A mentoria de negócios tem origem no manifesto de mentor escrito por David Cohen e Brad Feld, fundadores da TechStars em 2011. São 18 axiomas, todos muito importantes dentro de um processo de mentoria, mas identifico o primeiro axioma como sendo o mais importante de todos, a saber, seja socrático. A metodologia empregada pelo(a) mentor(a) de negócios entrega valor com o uso da maiêutica [caminhos que devem ser seguidos para descobrir o conhecimento], em uma conversa dialógica, deve levar o(a) empreendedor(a) a reflexões e pensamentos sobre o estágio atual e futuro de seu negócio.

Atualmente, participamos de uma associação de mentores, entre muitas que há no mercado, que proclama em seu blog, que a mentoria de negócios é em síntese um processo composto por Mentores que devem ter o seguinte perfil;

  1. O mentor de negócios deve ter conhecimentos em negócios, nas suas mais variadas fases [ideação, validação, tração e maturidade], em seus mias variados segmentos [indústria, comércio, varejo etc.] e em seus mais variados tamanhos e nichos [StartUps, micro, pequena, média e grande empresa].
  2. O mentor de negócios tem forte networking, para ajudar ao Empreendedor com conexões de valor que o auxiliem a alavancar o negócio.
  3. E por último, mas não menos importante, um método para condução da sessão de mentoria. Uma sessão que usa e aplica uma metodologia, no caso, a socrática [vide o parágrafo acima “A nova miopia de marketing”]

Enfatizando o contexto atual

Mais do que nunca os empreendedores e ou gestores estão vivendo uma realidade acelerada, complexa, ambígua e cheia das incertezas, com desafios muito maiores do que os do século passado, onde a pandemia e as mudanças e exigências que vem a partir dela fazem parte disso.

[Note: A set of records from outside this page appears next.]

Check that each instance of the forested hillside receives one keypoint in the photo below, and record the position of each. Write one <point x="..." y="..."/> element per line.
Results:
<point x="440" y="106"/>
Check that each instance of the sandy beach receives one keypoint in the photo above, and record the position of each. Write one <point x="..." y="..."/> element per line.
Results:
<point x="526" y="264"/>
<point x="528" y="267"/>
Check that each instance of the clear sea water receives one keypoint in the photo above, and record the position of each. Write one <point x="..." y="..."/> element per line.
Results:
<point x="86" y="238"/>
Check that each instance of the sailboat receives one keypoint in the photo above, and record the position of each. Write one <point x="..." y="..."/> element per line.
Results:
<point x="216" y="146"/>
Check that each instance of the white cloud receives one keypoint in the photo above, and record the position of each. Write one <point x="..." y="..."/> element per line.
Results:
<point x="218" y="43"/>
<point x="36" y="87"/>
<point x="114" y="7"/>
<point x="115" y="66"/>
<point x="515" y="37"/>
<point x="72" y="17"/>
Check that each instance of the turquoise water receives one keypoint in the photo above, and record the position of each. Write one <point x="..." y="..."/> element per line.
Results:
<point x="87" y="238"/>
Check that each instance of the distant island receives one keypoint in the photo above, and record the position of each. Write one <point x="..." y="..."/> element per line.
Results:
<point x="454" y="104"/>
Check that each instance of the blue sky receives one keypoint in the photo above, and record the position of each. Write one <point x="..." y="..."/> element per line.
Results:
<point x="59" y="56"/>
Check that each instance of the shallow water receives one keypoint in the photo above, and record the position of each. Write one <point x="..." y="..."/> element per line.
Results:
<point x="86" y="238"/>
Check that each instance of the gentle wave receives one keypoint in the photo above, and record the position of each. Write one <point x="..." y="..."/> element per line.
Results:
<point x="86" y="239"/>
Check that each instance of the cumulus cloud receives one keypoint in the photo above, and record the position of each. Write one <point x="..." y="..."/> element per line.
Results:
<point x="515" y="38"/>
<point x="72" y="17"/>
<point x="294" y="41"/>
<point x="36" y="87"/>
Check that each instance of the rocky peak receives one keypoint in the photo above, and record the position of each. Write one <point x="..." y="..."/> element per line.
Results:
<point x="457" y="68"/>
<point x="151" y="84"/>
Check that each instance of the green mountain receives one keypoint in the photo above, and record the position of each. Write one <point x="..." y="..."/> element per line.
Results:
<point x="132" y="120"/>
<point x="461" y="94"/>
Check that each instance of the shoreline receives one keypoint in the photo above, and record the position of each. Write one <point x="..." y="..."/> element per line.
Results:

E o que tem isso a ver com Mentoria no mundo dos negócios

E o que tais empreendedores(as) e ou gestores(as) mais necessitam?

Precisam ampliar a visão, com habilidades que os tornem capazes de enxergar além do caos; Entendimento das capacidades estratégicas da organização; flexibilidade em relação as mudanças, adaptando-se ao contexto, ambiente e realidades do mercado; coragem ao enfrentar desafios e tomar decisões.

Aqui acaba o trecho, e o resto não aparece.